We turn the Sword Spotlight on Sam Omidi, who recently joined the Energy team as a Data Scientist. Here he talks us through a little background and reflections on his first few months with Sword.
“I think the most surprising thing I’ve learned is that I’m not a fake data scientist among real ones. They call them unicorns for a reason. I can now say with confidence that I can code and I do know software development lifecycle and statistics. Without these skills, life as a data scientist would be difficult and one would struggle a lot. In general, people have their strengths and experience in one or two things and are weaker at others. I now believe a data scientist needs to know more than just a couple of things. They need to know how to handle out-of-memory errors, data structures, and expectation maximization or where heteroscedasticity is coming from.
“I switched into a focus on data science and machine learning during my final year project in my bachelor degree by working on a data mining project and social network analysis. This interest truly materialised when I got Masters in Data Science.
“I joined Sword three months ago as I found the team very passionate about their work. Also, the projects they are working on are very unique and exciting.
“I got heavily involved in my first week with designing a data pipeline and evaluating various novelty detection algorithm, along with my lead. It has been absolutely fantastic seeing myself hitting the ground running from the start and feeling part of the team immediately.
“Additionally, in the subsequent projects I had a chance to boost my knowledge about neural networks and focus my research on them, developing more in-depth understanding.
“A typical day for me starts around 8:00am, when I catch up on my social media accounts related to machine learning and data science. I switch into work projects around 8:30am and finish around 5:00pm with a break for lunch. About 40% of my time is spent on research and development, with a strong focus in mathematics to be able to understand what is actually happening under the hood of every algorithm that might be a good candidate for our project. The work involves anything from developing and testing new algorithms to writing mathematical proofs to simplify data problems.
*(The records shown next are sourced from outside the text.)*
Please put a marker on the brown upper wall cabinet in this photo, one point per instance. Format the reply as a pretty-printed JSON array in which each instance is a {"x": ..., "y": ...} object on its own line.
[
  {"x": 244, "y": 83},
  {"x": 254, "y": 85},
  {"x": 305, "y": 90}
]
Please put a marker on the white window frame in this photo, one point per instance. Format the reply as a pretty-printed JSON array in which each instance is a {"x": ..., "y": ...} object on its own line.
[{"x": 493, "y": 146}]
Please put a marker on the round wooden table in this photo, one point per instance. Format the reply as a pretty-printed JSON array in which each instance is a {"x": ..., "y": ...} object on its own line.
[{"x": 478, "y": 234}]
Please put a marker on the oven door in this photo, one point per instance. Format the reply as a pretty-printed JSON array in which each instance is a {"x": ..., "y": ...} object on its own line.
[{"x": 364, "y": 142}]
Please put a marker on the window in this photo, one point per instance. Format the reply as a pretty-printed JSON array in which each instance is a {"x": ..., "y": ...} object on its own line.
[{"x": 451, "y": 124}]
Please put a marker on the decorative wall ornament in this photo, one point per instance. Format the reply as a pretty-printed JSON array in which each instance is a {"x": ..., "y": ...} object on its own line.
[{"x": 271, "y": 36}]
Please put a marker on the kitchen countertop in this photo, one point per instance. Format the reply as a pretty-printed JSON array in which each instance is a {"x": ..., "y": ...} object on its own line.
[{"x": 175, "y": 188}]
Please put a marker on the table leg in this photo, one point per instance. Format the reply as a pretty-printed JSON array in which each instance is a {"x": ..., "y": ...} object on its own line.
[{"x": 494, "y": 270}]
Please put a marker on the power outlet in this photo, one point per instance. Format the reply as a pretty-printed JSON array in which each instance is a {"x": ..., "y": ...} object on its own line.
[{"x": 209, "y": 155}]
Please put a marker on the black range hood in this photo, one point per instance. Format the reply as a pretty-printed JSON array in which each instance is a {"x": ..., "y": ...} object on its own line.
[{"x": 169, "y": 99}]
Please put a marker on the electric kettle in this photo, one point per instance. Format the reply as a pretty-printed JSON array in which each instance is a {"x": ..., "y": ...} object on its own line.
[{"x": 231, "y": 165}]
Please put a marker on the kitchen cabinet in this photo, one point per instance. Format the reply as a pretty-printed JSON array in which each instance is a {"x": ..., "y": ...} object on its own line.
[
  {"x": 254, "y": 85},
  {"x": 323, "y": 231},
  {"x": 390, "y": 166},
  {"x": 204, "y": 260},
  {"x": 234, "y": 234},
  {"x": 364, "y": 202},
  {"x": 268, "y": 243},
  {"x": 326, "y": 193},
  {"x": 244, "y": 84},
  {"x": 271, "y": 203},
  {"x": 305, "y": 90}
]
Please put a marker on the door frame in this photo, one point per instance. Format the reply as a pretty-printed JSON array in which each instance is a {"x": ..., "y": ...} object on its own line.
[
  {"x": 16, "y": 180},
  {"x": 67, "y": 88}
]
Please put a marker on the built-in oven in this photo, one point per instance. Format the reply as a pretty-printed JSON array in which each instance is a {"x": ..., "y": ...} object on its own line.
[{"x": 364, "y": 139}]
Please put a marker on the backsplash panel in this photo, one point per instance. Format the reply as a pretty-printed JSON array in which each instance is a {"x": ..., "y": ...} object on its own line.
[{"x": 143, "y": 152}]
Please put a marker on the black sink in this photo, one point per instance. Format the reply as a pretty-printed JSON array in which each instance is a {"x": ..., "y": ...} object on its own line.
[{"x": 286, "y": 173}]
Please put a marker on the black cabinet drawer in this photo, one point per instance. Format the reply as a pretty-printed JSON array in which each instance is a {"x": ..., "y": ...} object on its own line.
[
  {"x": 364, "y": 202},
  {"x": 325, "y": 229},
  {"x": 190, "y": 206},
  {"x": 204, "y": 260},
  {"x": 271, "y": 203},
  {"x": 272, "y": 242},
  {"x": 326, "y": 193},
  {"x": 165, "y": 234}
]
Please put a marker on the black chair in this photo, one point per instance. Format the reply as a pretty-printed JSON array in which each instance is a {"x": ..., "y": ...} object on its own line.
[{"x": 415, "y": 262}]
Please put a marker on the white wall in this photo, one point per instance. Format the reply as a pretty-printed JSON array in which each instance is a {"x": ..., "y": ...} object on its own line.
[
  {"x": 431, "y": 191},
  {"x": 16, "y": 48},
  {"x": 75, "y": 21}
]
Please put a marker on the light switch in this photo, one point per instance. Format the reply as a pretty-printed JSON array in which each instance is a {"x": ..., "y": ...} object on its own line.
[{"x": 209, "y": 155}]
“Another 30% of my time is spent on research about best coding practice in data science, which often identifies problems related to data capture, data pipelines or specific implementation of an algorithm with needed modifications. This is probably one of the most crucial aspects of the job. As a data scientist, it is important to communicate with a wide range of stakeholders, so it helps simplify my explanations of machine learning algorithms to a layman's level.
“The other 20% of my time is meeting with my colleagues. We discuss the projects and support each other on our tasks.
“Each project is unique, and I try to let the project and its initial findings guide me to next steps. I mainly use Python and Azure platforms for projects, though R, and SAS are occasionally helpful with specific packages or R&D requests. I can usually recycle the code, but each problem has its own assumptions and data limitations with respect to the mathematics.
“Overall, it has been a great start and I am looking forward to what the future will hold for me and the team.